Kagig laughed, not the least nervously.
“Mirza,” he said in Persian, “duzd ne giriftah padshah ast!” (Prince, the uncaught thief is king.)
He was wearing a kalpak—the head-gear of the cossack, which would make a high priest look outlawed, and a shaggy goat-skin coat that had seen more than one campaign. Unmistakably the garment had been slit by bullets, and repaired by fingers more enthusiastic than adept. There was a pride of poverty about him that did not gibe well with his boast of being a robber.
“That’s the first gink we’ve met in this land who didn’t claim to be something better than he looked!” Will whispered.
“Hopeless, I suppose!” Fred answered. “Never mind. I like the man.”
It was evident that Monty liked him, too, for all his schooled reserve. Kagig ordered one of the owner’s sons to sweep a place near the fire, and there he superintended the spreading of Monty’s blankets, close enough to his own assorted heap for conversation without mutual offense. Will cleaned for himself a section of the opposite end of the platform, and Fred and I spread our blankets next to his. That left Rustum Khan in a quandary. He stood irresolute for a minute, eying first the gipsies, who had stalled most of their animals and were beginning to occupy the platform on the other side; then considering the wide gap between me and Monty. The dark-skinned man of breeding is far more bitterly conscious of the color-line than any white knows how to be.
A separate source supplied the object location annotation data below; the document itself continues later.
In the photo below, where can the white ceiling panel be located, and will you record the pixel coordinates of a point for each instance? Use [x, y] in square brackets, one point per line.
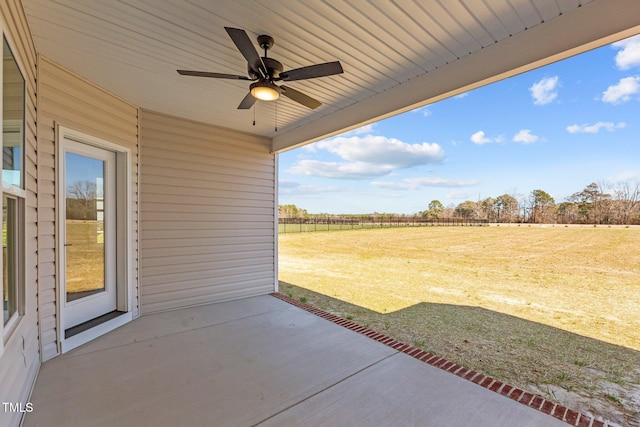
[394, 52]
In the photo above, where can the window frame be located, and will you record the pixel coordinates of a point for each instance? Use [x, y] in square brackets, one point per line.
[20, 196]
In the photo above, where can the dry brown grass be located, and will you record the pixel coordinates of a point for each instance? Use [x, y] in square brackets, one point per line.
[554, 310]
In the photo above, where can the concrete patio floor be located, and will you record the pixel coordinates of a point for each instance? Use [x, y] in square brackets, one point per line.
[257, 361]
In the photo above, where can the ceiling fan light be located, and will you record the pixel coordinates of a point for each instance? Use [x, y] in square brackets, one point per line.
[265, 91]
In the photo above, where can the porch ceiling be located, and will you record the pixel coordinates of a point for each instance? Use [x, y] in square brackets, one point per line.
[396, 55]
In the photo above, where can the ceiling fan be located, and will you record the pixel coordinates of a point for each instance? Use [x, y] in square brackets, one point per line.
[266, 71]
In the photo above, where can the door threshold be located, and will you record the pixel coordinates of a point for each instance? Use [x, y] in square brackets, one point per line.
[75, 330]
[87, 331]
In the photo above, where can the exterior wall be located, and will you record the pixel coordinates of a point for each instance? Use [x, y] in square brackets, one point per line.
[207, 214]
[70, 101]
[20, 359]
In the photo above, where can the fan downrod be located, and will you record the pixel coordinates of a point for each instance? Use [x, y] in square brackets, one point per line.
[265, 42]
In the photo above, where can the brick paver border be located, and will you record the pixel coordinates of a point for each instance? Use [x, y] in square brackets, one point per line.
[560, 412]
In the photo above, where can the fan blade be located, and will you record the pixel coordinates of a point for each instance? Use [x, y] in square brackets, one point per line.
[246, 48]
[312, 71]
[213, 75]
[300, 97]
[247, 102]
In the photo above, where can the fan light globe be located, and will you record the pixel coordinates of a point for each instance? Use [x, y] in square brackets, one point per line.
[265, 91]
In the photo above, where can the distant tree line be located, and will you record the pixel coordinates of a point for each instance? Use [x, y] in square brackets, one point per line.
[595, 204]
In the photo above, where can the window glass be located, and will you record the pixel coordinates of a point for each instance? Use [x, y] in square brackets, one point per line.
[9, 258]
[13, 120]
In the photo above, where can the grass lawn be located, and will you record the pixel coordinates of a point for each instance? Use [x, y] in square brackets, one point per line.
[555, 310]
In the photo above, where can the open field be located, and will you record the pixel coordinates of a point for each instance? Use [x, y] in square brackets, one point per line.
[551, 309]
[85, 256]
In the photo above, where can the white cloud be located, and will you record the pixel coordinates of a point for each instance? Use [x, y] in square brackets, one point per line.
[544, 91]
[416, 183]
[480, 138]
[525, 136]
[595, 128]
[629, 55]
[422, 110]
[366, 129]
[380, 150]
[300, 190]
[337, 170]
[367, 156]
[626, 176]
[617, 94]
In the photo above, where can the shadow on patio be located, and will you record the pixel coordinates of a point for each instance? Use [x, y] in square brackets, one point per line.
[582, 373]
[257, 361]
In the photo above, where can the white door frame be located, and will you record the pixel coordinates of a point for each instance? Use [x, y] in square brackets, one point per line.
[89, 307]
[124, 247]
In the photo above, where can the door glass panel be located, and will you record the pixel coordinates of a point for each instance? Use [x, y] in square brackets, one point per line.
[13, 120]
[85, 226]
[9, 252]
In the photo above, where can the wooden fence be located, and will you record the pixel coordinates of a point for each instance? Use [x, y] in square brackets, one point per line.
[301, 225]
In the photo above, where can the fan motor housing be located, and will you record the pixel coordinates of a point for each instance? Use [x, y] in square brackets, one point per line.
[274, 68]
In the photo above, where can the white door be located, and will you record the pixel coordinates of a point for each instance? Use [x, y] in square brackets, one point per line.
[88, 270]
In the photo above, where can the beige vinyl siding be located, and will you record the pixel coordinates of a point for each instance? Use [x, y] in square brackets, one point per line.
[68, 100]
[20, 357]
[207, 214]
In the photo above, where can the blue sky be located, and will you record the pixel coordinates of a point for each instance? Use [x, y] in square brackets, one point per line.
[557, 128]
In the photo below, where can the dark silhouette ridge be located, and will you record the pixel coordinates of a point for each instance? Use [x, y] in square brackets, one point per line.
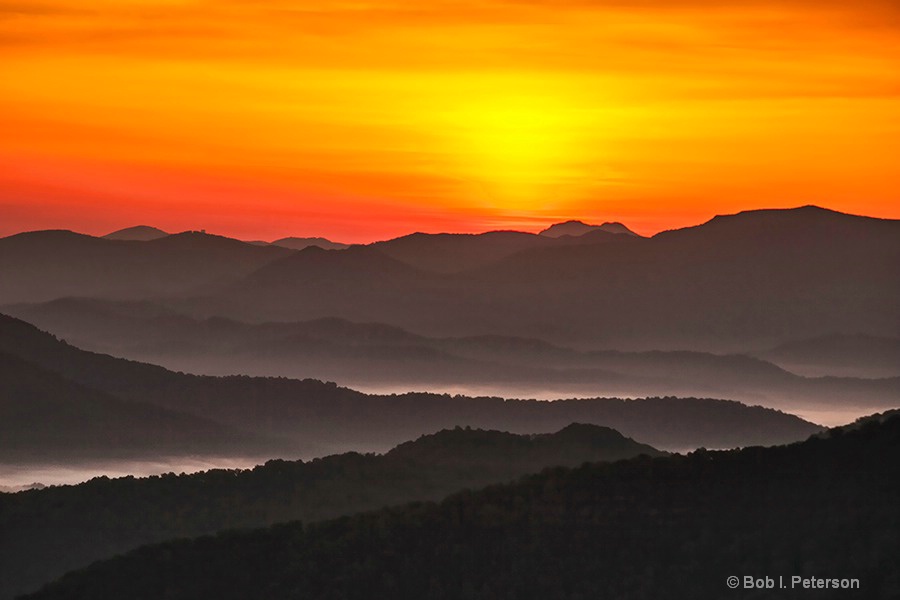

We watched, disinclined to do the choosing for him, racial instinct uppermost. Rustum Khan strolled back to where his mare was being cleaned by the lean Armenian servant, gave the boy a few curt orders, and there among the shadows made his mind up. He returned and stood before Monty, Kagig eying him with something less than amiability. He pointed toward the ample room remaining between Monty and me.